If I write novels in a country in which most citizens are illiterate, who then is my community? If I write in English in a country in which English may still be called a foreign language, or in any case is spoken only by a minority, what use is my writing?
These are clearly grave issues. And it is not surprising that very many thoughtful people have exercised their minds in seeking acceptable answers. Neither is it surprising that less serious people should be handy with an assortment of instant and painless cures.
To the question of writing at all we have sometimes been counselled to forget it, or rather the writing of books. What is required, we are told, is plays and films. Books are out of date! The book is dead, long live television! One question which is not even raised let alone considered is: Who will write the drama and film scripts when the generation that can read and write has been used up?
On language we are given equally simplistic prescriptions. Abolish the use of English! But after its abolition we remain seriously divided on what to put in its place. One proffered solution gives up Nigeria with its 200-odd languages as a bad case and travels all the way to East Africa to borrow Swahili; just as in the past a kingdom caught in a succession bind sometimes solved its problem by going to another kingdom to hire an underemployed prince!
I will not proceed with these fancy answers to deeply profound problems. To those colleagues who might be tempted into a hasty switch of genres I will say this: Consider a hypothetical case. A master singer arrives to perform in a large auditorium and finds at the last moment that three-quarters of his audience are totally deaf. His sponsors then put the proposition to him that he should dance instead because even the deaf can see a dancer. Now, although our performer may have the voice of an angel his feet are as heavy as concrete. So what should he do? Should he proceed to sing beautifully to only a quarter or less of the auditorium or dance atrociously to a full house?
I guess it is clear where my stand would be! The singer should sing well even if it is merely to himself, rather than dance badly for the whole world. This is, of course, putting the c
ase in its utmost extremity; but it becomes necessary to do it in defence of both art and good sense in the face of what I see as a new onslaught of barbaric simple-mindedness.
Fortunately, in real life, we are not in danger of these bizarre extremes unless we consciously work our way into them.
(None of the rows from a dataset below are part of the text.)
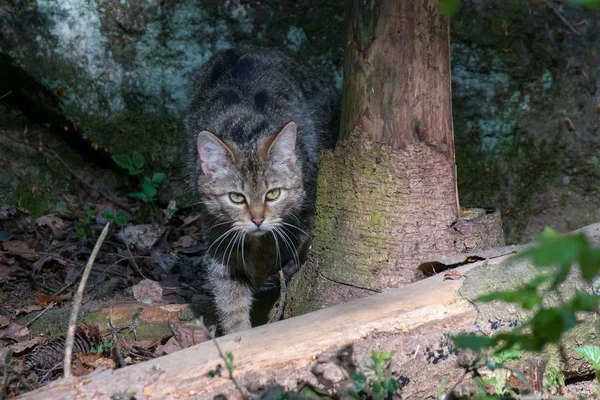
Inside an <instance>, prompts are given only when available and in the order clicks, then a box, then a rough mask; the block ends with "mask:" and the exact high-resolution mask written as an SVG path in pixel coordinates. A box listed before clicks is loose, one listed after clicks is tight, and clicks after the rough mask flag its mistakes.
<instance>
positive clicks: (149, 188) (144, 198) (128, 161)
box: [112, 151, 177, 222]
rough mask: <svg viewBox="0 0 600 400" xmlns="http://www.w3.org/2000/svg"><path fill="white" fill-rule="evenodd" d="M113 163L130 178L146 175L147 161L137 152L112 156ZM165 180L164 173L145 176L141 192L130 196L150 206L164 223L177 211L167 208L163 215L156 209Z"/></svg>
mask: <svg viewBox="0 0 600 400" xmlns="http://www.w3.org/2000/svg"><path fill="white" fill-rule="evenodd" d="M112 159H113V161H114V162H115V163H116V164H117V165H118V166H119V167H121V168H123V169H126V170H127V171H128V172H129V175H130V176H141V175H142V174H143V173H144V166H145V165H146V160H145V159H144V156H142V155H141V154H140V153H138V152H137V151H134V152H133V153H132V154H131V155H126V154H118V155H114V156H112ZM164 180H165V174H164V173H162V172H154V173H153V174H152V176H143V178H142V179H141V180H140V190H139V191H137V192H131V193H129V194H128V196H129V197H132V198H134V199H137V200H140V201H141V202H142V203H144V204H148V205H149V206H150V207H151V209H152V210H153V211H154V214H155V215H157V216H158V217H159V218H160V220H161V221H162V222H165V220H166V219H168V215H171V214H174V213H175V212H176V211H177V210H176V209H174V208H169V207H167V208H166V209H165V210H164V215H163V213H161V212H159V210H158V209H157V207H156V204H155V203H156V200H158V197H157V195H158V189H159V188H160V185H161V184H162V183H163V181H164Z"/></svg>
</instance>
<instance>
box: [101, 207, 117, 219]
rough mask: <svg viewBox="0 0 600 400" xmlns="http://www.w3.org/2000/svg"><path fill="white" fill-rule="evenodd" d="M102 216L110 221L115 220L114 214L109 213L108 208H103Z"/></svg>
mask: <svg viewBox="0 0 600 400" xmlns="http://www.w3.org/2000/svg"><path fill="white" fill-rule="evenodd" d="M102 216H103V217H104V218H105V219H107V220H108V221H111V222H112V221H114V220H115V216H114V214H113V213H111V212H110V210H109V209H106V210H104V213H102Z"/></svg>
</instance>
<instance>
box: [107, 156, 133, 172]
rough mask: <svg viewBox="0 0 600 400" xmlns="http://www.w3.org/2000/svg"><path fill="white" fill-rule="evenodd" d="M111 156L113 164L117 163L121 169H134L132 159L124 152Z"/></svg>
mask: <svg viewBox="0 0 600 400" xmlns="http://www.w3.org/2000/svg"><path fill="white" fill-rule="evenodd" d="M111 158H112V159H113V161H114V162H115V164H117V165H118V166H119V167H121V168H123V169H127V170H131V169H135V167H134V166H133V161H132V160H131V157H129V156H128V155H126V154H115V155H114V156H112V157H111Z"/></svg>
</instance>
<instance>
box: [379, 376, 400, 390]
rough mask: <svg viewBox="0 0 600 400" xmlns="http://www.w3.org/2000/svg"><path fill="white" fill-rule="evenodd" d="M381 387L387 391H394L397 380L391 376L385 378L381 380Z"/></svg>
mask: <svg viewBox="0 0 600 400" xmlns="http://www.w3.org/2000/svg"><path fill="white" fill-rule="evenodd" d="M383 388H384V389H385V390H387V392H388V393H396V390H398V381H396V380H395V379H392V378H390V379H387V380H385V381H383Z"/></svg>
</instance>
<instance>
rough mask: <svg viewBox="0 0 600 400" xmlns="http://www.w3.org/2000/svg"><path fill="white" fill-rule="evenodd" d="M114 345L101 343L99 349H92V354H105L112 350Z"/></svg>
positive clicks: (107, 343) (106, 343) (90, 349)
mask: <svg viewBox="0 0 600 400" xmlns="http://www.w3.org/2000/svg"><path fill="white" fill-rule="evenodd" d="M112 347H113V344H112V343H111V342H109V343H100V344H99V345H98V348H91V349H90V353H92V354H104V352H105V351H107V350H110V349H112Z"/></svg>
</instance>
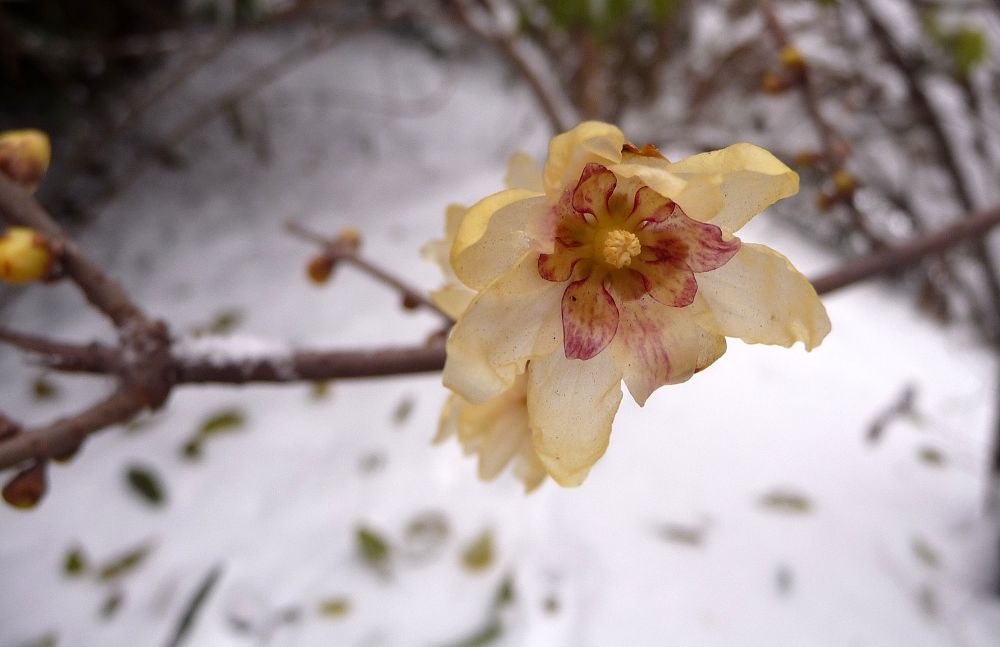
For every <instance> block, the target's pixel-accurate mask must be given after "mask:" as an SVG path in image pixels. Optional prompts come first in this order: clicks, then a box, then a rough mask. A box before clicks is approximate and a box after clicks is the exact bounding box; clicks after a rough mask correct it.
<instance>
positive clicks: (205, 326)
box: [191, 308, 246, 336]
I can see no situation in which I will be presented with a Draconic choice between reading books and watching movies; or between English and Igbo. For me, no either/or; I insist on both. Which, you might say, makes my life rather difficult and even a little untidy. But I prefer it that way.
Despite the daunting problems of identity that beset our contemporary society, we can see in the horizon the beginnings of a new relationship between artist and community which will not flourish like the mango-trick in the twinkling of an eye but will rather, in the hard and bitter manner of David Diop’s young tree, grow patiently and obstinately to the ultimate victory of liberty and fruition.